Pra mim, interações sociais e criar novos relacionamentos são atividades difíceis. Entretanto, sei que não estou sozinha nisso. A trilogia "Before Sunset" reúne alguns dos filmes que mais gosto. Celine é uma personagem bem parecida comigo. Várias das citações do filme tiveram grande impacto em mim. Especialmente essa:
Tive o privilégio de encontrar "almas afins", realmente inspiradoras. Como é típico da vida, olhando em retrospecto, apenas reconheci isso tarde demais. Na tentativa de lidar com esse misto de gratidão e arrependimento, escrevendo é como melhor me expresso. Escrevi uma carta cuja destinatária não possui endereço postal. Então compartilho aqui, na expectativa vã de que, de alguma forma, ela seja entregue.

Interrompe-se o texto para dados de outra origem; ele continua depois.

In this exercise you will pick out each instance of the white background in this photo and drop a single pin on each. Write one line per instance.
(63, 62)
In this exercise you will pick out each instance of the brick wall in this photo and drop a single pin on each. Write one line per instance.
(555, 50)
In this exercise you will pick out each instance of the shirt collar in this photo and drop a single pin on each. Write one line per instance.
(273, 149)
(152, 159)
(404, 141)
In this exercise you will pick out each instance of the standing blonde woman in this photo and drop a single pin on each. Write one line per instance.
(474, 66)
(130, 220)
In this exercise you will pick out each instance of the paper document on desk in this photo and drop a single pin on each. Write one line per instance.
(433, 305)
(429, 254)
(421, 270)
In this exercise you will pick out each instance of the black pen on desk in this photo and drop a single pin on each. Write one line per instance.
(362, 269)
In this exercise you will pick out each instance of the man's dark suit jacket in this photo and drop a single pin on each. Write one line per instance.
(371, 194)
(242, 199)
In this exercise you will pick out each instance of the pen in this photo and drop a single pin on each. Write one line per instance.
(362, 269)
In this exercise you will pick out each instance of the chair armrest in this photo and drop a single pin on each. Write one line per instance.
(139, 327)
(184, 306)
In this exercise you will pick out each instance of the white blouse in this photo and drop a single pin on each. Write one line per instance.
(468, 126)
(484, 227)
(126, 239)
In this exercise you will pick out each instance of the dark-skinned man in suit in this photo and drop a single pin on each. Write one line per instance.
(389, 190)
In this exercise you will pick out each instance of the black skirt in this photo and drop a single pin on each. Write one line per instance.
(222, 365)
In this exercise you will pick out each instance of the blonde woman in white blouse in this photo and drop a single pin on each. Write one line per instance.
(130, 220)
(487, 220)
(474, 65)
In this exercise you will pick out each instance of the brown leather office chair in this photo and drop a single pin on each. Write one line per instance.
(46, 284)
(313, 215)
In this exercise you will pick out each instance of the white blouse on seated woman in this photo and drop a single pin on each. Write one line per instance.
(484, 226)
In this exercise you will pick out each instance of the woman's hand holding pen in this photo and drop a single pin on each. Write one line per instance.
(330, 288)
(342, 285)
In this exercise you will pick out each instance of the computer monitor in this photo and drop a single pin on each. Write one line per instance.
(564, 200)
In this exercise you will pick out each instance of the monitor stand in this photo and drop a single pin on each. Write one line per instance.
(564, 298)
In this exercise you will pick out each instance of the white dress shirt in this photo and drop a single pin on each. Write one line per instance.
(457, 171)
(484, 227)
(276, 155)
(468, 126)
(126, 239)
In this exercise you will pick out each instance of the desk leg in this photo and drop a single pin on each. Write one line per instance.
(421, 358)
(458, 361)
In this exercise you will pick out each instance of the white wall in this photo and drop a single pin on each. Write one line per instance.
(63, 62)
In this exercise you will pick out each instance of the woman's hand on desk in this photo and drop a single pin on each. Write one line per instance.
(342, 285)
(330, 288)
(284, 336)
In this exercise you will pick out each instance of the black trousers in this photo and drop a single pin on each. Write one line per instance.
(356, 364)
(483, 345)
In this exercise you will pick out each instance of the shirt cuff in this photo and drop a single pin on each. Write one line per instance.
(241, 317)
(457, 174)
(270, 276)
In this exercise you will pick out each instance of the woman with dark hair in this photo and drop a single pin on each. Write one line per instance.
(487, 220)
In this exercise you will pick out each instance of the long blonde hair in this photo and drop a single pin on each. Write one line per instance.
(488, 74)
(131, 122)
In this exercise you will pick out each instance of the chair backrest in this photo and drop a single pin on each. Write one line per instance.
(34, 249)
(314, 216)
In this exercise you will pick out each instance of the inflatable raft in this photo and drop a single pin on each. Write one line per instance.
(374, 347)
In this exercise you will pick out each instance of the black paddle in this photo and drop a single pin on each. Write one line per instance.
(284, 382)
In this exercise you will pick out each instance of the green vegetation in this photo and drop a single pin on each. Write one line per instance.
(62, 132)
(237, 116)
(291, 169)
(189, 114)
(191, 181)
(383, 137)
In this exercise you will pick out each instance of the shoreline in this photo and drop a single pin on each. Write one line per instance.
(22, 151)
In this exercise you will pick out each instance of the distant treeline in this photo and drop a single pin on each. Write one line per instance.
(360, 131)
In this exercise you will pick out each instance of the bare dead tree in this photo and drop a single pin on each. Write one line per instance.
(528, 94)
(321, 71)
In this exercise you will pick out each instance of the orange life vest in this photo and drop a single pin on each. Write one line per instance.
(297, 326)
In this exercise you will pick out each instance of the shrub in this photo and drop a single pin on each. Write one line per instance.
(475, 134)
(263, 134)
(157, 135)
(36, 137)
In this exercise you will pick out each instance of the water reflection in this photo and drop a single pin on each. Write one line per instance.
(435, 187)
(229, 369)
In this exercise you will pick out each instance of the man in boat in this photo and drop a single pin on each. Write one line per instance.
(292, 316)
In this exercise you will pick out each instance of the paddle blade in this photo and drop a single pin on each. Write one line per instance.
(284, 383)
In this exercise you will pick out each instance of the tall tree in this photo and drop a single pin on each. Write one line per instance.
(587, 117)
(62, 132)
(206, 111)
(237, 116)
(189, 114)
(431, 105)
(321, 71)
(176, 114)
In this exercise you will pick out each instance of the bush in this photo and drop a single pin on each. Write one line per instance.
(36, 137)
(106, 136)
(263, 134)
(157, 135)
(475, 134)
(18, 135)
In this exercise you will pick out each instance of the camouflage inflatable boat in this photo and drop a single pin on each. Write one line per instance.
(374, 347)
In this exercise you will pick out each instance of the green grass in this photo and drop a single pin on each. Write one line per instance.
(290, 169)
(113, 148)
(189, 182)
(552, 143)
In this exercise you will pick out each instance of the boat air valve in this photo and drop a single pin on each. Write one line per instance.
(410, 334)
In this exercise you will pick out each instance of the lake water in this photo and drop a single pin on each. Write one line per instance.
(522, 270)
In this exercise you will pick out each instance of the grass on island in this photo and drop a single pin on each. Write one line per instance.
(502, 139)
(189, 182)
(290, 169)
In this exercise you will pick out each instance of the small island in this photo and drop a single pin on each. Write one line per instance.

Família a gente não escolhe, tentamos aceitar e aprendemos a amar. Ter uma família é um privilégio, ainda que venham com alguns “porém”. Tal sorte eu tive, ainda assim não fiquei imune às intrigas. Quando criança, sua casa era o meu lugar preferido; a senhora, a melhor companhia. Você foi a primeira pessoa com quem desenvolvi uma conexão especial, genuína, a primeira “alma gêmea”, sem o sentido romântico que a expressão carrega.
Lembrar dos momentos que vivemos juntas faz eu, uma mulher forte e independente do Século XXI (como gosto de me definir... ou, pelo menos, iludir), encher os olhos de lágrimas. Ah! Essa época! Uma das melhores fases que vivi, com certeza. Éramos família, unidas pelo sangue, mas a afinidade que tínhamos não é nada comum, hoje eu sei. Mesmo assim, magoei você e nunca tive a chance de me desculpar.
Não foi nada do que fiz nem do que disse. A vida seguiu um caminho que nos distanciou. Enquanto precisava me proteger de pessoas que você amava, tanto ou mais do que a mim, a escolha que sobrou foi a mais cruel. O amor que vinha de você era mais forte, quiçá mais experiente, que o meu. Ele aguentava ataques violentos, que ainda não aprendi a suportar. A pureza do que dividimos não resistiu a sujeira que vinha de fora, fomos contaminadas.
Agora é tarde. Em meio a ternura das boas lembranças, guardo a dureza do arrependimento. Você é parte do que há de melhor em mim, vovó. “Esses casos de família e dinheiro”, nas palavras de Belchior, eu não entendia bem naquele então. Eu sinto muito, muito mesmo, até o fim.
Se existe uma lição que aprendi e um conselho que posso dar é esse:
Um orgulho ferido é preferível a um coração partido.